- Burning Springs Location within the state of West Virginia Burning Springs Burning Springs (the United States)
- Coordinates: 38°58′52″N 81°18′50″W﻿ / ﻿38.98111°N 81.31389°W
- Country: United States
- State: West Virginia
- County: Wirt
- Elevation: 643 ft (196 m)
- Time zone: UTC-5 (Eastern (EST))
- • Summer (DST): UTC-4 (EDT)
- ZIP codes: 26139
- GNIS feature ID: 1549617

= Burning Springs, West Virginia =

Unincorporated community in West Virginia, United States

Burning Springs is an unincorporated community in Wirt County, West Virginia, United States. It takes its name from the natural gas which bubbled up through the spring and would burn when lit.

==History==

In the early 19th century, wells were drilled at the springs to produce brine which was evaporated to produce salt. Some petroleum was produced along with the salt brine. By 1836, the salt wells were producing 50 to 100 barrels per year of oil that was sold as illuminating oil. The wells at Burning Springs produced and sold petroleum many years before the Drake Oil Well at Titusville, Pennsylvania.

John V. Rathbone bought 100 acres in 1842 and a decade later drilled a new well, only to discover it produced more oil than salt. However, by 1859 it was producing seven 40-gallon barrels of oil per day, more effectively than gathering oil from the nearby river. The first well at Burning Springs drilled to obtain oil rather than salt was begun in 1859, and soon the Rathbone family (John V. and his son John C. ("Cass") Rathbone), sold 70 one-acre plots to others who wished to drill. In 1861, 10,000 people moved to the area, and the boom town grew to more than a mile long. Burning Springs was then larger than Elizabeth, the Wirt County seat, as well as Parkersburg, where the barrels transported down the Little Kanawha River were transferred to larger boats on the Ohio River or to railroad cars.

As the Civil War had begun, Col. Cass Rathbone recruited a militia company which became the 11th West Virginia Infantry, with his brother in law Daniel E. Frost as Lt.

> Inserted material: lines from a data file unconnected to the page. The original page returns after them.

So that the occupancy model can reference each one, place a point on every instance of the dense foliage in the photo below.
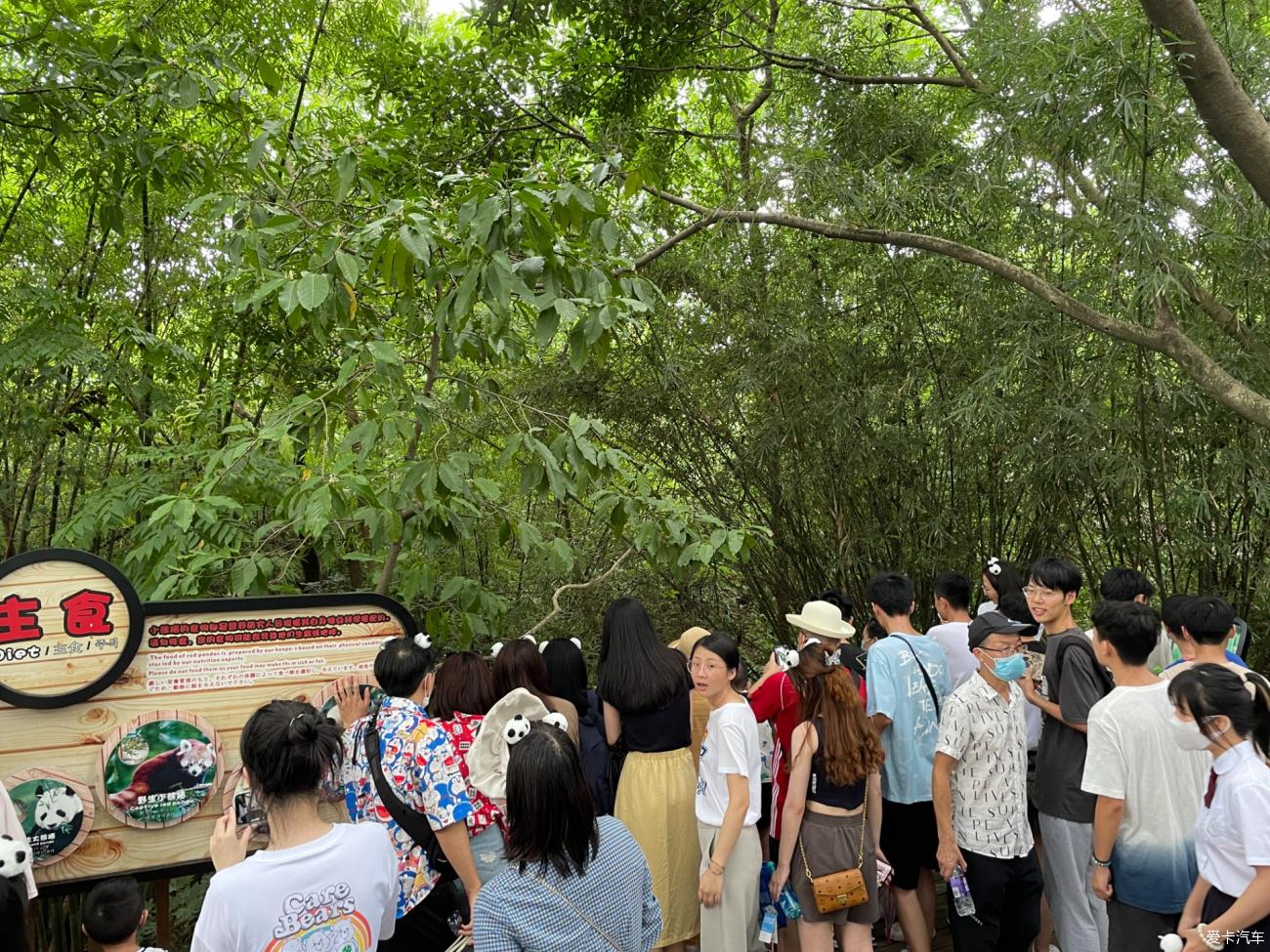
(743, 297)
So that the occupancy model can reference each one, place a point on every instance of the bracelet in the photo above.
(1205, 931)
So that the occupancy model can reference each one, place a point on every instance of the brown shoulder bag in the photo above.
(845, 888)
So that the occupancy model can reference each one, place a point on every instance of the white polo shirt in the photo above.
(1232, 836)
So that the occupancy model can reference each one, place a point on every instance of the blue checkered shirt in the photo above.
(516, 913)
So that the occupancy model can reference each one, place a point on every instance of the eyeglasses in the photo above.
(1002, 651)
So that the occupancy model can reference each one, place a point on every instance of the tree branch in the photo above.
(555, 597)
(304, 79)
(951, 51)
(410, 456)
(1231, 117)
(1171, 342)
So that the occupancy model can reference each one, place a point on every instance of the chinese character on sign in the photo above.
(87, 613)
(18, 620)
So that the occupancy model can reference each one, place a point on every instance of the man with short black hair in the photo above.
(113, 913)
(1122, 584)
(1148, 788)
(979, 785)
(1072, 682)
(909, 681)
(1206, 625)
(952, 607)
(420, 769)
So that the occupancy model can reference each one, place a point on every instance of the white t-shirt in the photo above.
(731, 745)
(337, 893)
(1133, 757)
(953, 638)
(1232, 836)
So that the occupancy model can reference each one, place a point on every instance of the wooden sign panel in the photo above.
(216, 660)
(56, 812)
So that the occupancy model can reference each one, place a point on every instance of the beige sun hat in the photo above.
(684, 643)
(822, 618)
(487, 761)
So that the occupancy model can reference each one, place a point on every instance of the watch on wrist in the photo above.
(1215, 943)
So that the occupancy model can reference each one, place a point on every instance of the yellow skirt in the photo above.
(656, 803)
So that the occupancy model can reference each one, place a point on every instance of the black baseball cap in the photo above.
(995, 623)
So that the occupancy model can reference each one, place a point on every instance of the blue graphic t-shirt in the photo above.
(898, 689)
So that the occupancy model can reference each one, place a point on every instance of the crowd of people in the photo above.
(1096, 788)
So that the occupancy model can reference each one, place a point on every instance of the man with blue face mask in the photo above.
(979, 786)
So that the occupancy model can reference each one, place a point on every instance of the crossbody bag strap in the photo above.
(864, 820)
(414, 823)
(585, 918)
(930, 684)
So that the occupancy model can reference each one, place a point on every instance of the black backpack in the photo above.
(1080, 642)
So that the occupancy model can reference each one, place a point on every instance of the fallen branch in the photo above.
(555, 597)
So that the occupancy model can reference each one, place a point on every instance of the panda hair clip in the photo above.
(786, 658)
(422, 640)
(498, 645)
(519, 727)
(14, 857)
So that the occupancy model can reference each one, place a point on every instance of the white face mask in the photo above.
(1188, 734)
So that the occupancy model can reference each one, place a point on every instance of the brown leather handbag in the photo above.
(845, 888)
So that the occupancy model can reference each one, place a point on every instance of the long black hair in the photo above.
(520, 665)
(638, 673)
(1213, 690)
(550, 813)
(288, 749)
(464, 685)
(567, 672)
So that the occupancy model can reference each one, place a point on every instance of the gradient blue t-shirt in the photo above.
(1133, 757)
(898, 689)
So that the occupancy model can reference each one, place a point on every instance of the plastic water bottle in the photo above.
(961, 900)
(788, 904)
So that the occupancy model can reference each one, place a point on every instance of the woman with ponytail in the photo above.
(833, 807)
(1227, 714)
(316, 877)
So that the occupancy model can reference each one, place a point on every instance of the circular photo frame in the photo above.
(157, 769)
(55, 808)
(84, 589)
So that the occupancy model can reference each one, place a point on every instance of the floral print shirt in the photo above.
(462, 734)
(423, 770)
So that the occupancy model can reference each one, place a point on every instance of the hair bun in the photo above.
(303, 728)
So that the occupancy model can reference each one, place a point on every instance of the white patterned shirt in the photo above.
(989, 739)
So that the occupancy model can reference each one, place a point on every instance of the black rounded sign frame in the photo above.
(136, 629)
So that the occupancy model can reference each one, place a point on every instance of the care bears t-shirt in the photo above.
(337, 893)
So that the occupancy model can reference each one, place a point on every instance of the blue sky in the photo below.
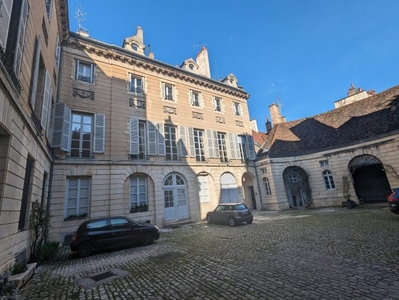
(307, 53)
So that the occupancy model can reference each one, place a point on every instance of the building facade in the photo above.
(30, 35)
(348, 152)
(137, 137)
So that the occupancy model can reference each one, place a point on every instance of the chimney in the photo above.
(275, 114)
(268, 125)
(202, 61)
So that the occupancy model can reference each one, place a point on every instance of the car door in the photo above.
(123, 232)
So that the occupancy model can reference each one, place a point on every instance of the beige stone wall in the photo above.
(19, 139)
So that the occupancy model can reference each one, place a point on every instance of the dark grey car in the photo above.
(230, 213)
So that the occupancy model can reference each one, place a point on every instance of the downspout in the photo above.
(257, 181)
(50, 184)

Col. However, on September 2, 1862, Col. Rathbone surrendered with approximately 200 troops to Confederate raiders in Spencer (the Roane County seat), which some believed partial payment for protection from Confederate raids on the oil field. The raiders had immediately paroled Rathbone and his men, but Rathbone was transferred to Pennsylvania, then President Lincoln dismissed him from the army in January 1863. On May 9, 1863 during the Jones-Imboden Raid partially to prevent West Virginia's statehood, Confederate raiders set every oil well afire, as well as 120,000 gallons ready for shipping, destroying the town and causing the river (and its forested banks) to burn for miles. The Rathbones and others managed to rebuild somewhat, but in 1865 following the patriarch's death and several others during the war, the remaining Rathbones sold their interest for $400,000 and moved west. Others thus drilled hundreds of wells in the following decades. Although the town is now small, some oil production continues to this day.

The Burning Springs Complex was listed on the National Register of Historic Places in 1971, although not many original buildings remain (fire being a constant danger for the wood structures). The Ruble Church was listed on the National Register of Historic Places in 1982. In addition to a historical marker remembering the Rathbones, a park and museum were opened in 2002.